Sending a rent increase letter

Date: 12/01/2014

sending a rent increase letterSending a rent increase letter

Nobody wants to be the bad guy. But sometimes owning rental property requires you to raise rental prices to stay profitable.

Responding to the market is key, so chances are you will have to increase prices in the middle of a long tenure, meaning you will have to inform your loyal tenants, that the rental amount they’ve grown accustomed to paying – is going to increase.

This can be achieved without any major dramas – often tenants are aware of the state of the market and will respond amicably to a reasonable letter.

However, this is not always the case and even if they understand your reasoning, it does not mean that they will not move out.

The cost of losing your tenant must be factored into your cost-benefit analysis – if you have to do the whole marketing dance and any maintenance necessary to attract someone new, the increase should account for this.

It is vital that you go about raising the rent professionally and legally and do not cut any corners. Word of mouth remains an important referral process, no matter how broad your market may be.

Here are a few tips for sending out a rent increase letter:

1.    Know your stuff in case things go south. Familiarise yourself with your state tenancy laws and learn the extent of your rights.

2.    Give plenty of notice. No one will respond well to a sudden demand for more money.

3.    Be honest. Let your tenants know why you are raising the rent in specific terms. People feel valued when someone takes the time to explain a significant change such as rental prices.

4.    Let your tenant know how much you appreciate them by saying so, and maybe even offering a small renewal bonus with your rent increase letter, like a gift card.
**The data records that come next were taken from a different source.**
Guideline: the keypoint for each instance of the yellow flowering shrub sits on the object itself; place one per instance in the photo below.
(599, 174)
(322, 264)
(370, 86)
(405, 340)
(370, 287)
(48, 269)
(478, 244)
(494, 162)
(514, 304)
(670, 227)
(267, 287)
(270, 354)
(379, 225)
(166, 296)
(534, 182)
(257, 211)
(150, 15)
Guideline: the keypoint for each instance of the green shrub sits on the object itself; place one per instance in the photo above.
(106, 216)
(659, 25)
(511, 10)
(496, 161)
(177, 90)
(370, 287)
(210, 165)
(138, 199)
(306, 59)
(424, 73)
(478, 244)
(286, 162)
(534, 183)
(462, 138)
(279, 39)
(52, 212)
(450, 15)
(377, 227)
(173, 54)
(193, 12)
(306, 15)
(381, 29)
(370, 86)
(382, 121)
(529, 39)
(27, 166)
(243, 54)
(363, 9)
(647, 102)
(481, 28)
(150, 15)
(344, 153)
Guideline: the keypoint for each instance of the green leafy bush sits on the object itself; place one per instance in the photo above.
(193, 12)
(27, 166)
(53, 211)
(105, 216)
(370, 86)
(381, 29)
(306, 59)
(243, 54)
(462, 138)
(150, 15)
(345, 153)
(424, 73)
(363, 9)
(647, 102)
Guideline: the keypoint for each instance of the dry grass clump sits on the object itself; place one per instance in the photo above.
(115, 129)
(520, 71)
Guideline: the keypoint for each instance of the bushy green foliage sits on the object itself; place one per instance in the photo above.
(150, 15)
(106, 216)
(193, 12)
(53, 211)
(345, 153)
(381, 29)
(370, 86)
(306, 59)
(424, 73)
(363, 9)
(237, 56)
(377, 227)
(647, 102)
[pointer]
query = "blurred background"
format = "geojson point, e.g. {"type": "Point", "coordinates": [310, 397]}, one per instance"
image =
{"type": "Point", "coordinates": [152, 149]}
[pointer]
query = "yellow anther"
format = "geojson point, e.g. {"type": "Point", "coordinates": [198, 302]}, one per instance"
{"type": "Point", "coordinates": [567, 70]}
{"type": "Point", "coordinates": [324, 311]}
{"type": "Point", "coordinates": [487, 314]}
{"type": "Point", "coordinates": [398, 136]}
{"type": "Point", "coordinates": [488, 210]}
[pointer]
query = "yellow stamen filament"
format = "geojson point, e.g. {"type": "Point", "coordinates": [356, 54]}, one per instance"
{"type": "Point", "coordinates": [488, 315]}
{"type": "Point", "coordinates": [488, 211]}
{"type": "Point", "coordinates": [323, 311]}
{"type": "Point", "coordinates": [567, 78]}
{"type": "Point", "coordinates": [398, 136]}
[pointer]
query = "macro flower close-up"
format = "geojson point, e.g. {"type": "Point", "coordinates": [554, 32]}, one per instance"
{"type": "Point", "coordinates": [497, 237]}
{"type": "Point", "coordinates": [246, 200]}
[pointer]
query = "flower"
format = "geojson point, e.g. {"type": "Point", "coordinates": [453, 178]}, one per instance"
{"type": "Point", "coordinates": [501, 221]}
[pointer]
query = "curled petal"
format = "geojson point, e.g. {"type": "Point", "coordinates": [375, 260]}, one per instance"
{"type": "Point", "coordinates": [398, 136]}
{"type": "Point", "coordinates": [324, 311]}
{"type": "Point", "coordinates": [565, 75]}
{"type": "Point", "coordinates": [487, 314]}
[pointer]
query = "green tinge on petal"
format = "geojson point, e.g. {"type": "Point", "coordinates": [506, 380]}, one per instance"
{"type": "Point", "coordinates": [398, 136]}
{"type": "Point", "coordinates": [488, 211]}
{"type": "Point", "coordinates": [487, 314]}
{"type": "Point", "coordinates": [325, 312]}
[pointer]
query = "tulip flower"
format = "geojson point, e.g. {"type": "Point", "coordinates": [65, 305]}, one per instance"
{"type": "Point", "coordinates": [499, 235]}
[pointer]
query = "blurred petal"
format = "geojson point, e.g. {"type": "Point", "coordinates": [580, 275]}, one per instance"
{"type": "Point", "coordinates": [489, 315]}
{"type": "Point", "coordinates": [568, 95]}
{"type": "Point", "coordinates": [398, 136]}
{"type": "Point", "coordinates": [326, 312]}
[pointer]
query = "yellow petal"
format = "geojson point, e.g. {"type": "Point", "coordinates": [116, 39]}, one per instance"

Profile photo of Steve McKnight

By Steve McKnight

Steve McKnight, the founder of, is a respected property investing authority as well as Australia's #1 best-selling business author.


  1. aussieguy2000

    I have had tenants move out a couple of times due to rent increases, at the end of the day rents go up all the time and tenants have to expect a reasonable increase every so often. Here are some tips I have picked up first hand:

    1. when warranted, increase the rent regularly, by small amounts, if your tenant gets a $10-15 increase every 6 months its not going to bother them as much as getting smashed with a $30-45 increase after 18 months. Make sure your PM increase rents by the correct amount when prices have increased regularly so you don't have to do a catch up big sum later.

    2. When a rental increase is due, look at what can be improved or needs attention on the property. Has the tenant been complaining that the oven doesn't work properly, that the hot water system is old and unreliable, the side gate doesn't work efficiently, or the garage door gets stuck. Fixing something minor, means the tenant sees they are getting more for their buck, and a tradesman coming around to fix this issue the week before the letter to increase rent, they will be happier to accept it as the house has had an improvement. Also, when you know of non-urgent matters, try to keep them for that time, if the side gate needs to be replaced in the next 12 months, leave it until just before the rental increase, though remember things that cost under $300 per owner ($600 for a couple) can be claimed immediately so would best be done in Apr – June not July – Oct, so decide whether the immediate tax reduction or tenant satisfaction is worth more.

  2. duckster

    I have to increase my rent as the council rates went up 25% this year and I am being slugged twice for the fire service levy in my Council Rates and in my  landlord insurance.  Then my water rates I wil have to pay for a desalination plant at Wonthagi Victoria for the next 30 years. So I have some good reasons already not including the property value has increased. I toohave  lost a tenant but it was because I did not increase the rent over a number of years and when i asked for a $5 increase the tenant abandoned my property. So now I always make regular yearly increases.